Dopo il pignoramento dei fondi iraniani alla sede centrale della Bnl a Roma, si muove la Farnesina. Che esclude pressioni sui giudici del tribunale civile a favore dell’ambasciata di Teheran (in seguito al riconoscimento di due sentenze americane da 640 milioni di dollari contro la Repubblica islamica responsabile del finanziamento di due attentati in Israele firmati da Hamas) e al contempo stigmatizza le «considerazioni di carattere politico» contenute nella missiva inviata al Tribunale da un suo alto funzionario del Cerimoniale. La nota del Mae sintetizza l’esito degli accertamenti disposti dal ministro Gianfranco Fini a margine del contenzioso riportato dal Giornale che sembrava veder contrapposti, da un lato, i giudici che avevano reso esecutive le sentenze di risarcimento per i tre giovani assassinati dai kamikaze, e dall’altra l’ambasciata iraniana e l’ufficio cerimoniale del ministero degli Esteri, quest’ultimo schierato nero su bianco dalla parte dell’Iran. La Farnesina spiega che la lettera al giudice, nel suo complesso, aveva finalità informative. Niente più. «Nel caso di sequestri di beni afferenti a una Rappresentanza Diplomatica, si ricorda sempre, e per prassi al Tribunale competente, l’immunità dalla giurisdizione garantita alle ambasciate in base alla Convenzione di Vienna.

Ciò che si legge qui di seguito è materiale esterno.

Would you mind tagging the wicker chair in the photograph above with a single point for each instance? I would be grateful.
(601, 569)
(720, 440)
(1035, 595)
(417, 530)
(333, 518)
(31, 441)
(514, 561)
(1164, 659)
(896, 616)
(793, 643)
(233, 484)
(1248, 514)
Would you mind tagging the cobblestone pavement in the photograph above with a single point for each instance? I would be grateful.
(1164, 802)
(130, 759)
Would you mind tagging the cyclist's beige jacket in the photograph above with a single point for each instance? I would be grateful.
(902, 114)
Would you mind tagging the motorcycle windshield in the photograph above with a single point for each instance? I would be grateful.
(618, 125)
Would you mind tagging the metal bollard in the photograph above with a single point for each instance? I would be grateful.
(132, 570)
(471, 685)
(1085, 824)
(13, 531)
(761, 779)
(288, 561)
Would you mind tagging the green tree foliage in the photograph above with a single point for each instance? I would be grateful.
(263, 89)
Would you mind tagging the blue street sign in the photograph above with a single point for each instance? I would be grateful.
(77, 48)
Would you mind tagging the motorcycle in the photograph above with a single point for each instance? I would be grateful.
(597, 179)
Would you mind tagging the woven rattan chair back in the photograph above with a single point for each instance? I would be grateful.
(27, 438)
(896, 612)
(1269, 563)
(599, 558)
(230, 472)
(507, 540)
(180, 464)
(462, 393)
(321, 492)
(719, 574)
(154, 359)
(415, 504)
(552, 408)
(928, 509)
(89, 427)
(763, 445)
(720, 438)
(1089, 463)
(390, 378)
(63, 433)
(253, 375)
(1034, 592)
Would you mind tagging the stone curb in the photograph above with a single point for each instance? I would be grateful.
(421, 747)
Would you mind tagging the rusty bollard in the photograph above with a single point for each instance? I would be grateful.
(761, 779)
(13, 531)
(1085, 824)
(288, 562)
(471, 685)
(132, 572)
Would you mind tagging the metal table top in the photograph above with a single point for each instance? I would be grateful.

L’intervento del ministero attiene solo gli aspetti procedurali di casi del genere, come avvenuto recentemente per sei casi concernenti altri Stati». Quanto alle «considerazioni di carattere politico contenute nella lettera al Tribunale di Roma», queste vengono invece definite «ingiustificate, e tali da adombrare un inesistente intervento della Farnesina anche nel merito della vicenda, tanto che hanno indotto il Ministro a prendere i provvedimenti del caso nei confronti del funzionario responsabile, Umberto Colesanti», il ministro plenipotenziario firmatario della missiva. A scanso di ulteriori equivoci la Farnesina ribadisce «la più dura condanna di qualsiasi attività diretta o indiretta a sostegno del terrorismo», e Fini, in persona, «auspica che anche in questo drammatico caso, la giustizia possa fare il suo pieno corso e le famiglie possano ricevere il dovuto risarcimento nel rispetto del vigente diritto internazionale».
L’intervento del ministro rasserena Riccardo Pacifici, vicepresidente e portavoce della Comunità ebraica romana: «Non posso non esprimere grande soddisfazione per la sentenza riconosciuta dai tribunali italiani - dice - perché costituisce un importante precedente internazionale utile a far capire che chiunque colpisce nel mucchio poi incappa in conseguenze durissime anche a livello economico. La lettera della Farnesina, così com’era stata riportata sul Giornale, sinceramente rappresentava un fatto anomalo rispetto alle azioni ferme e decise che questo governo aveva posto in essere rispetto a Teheran e contro l’organizzazione di Hamas. Bene, dunque, ha fatto il ministro Fini a precisare la posizione della Farnesina».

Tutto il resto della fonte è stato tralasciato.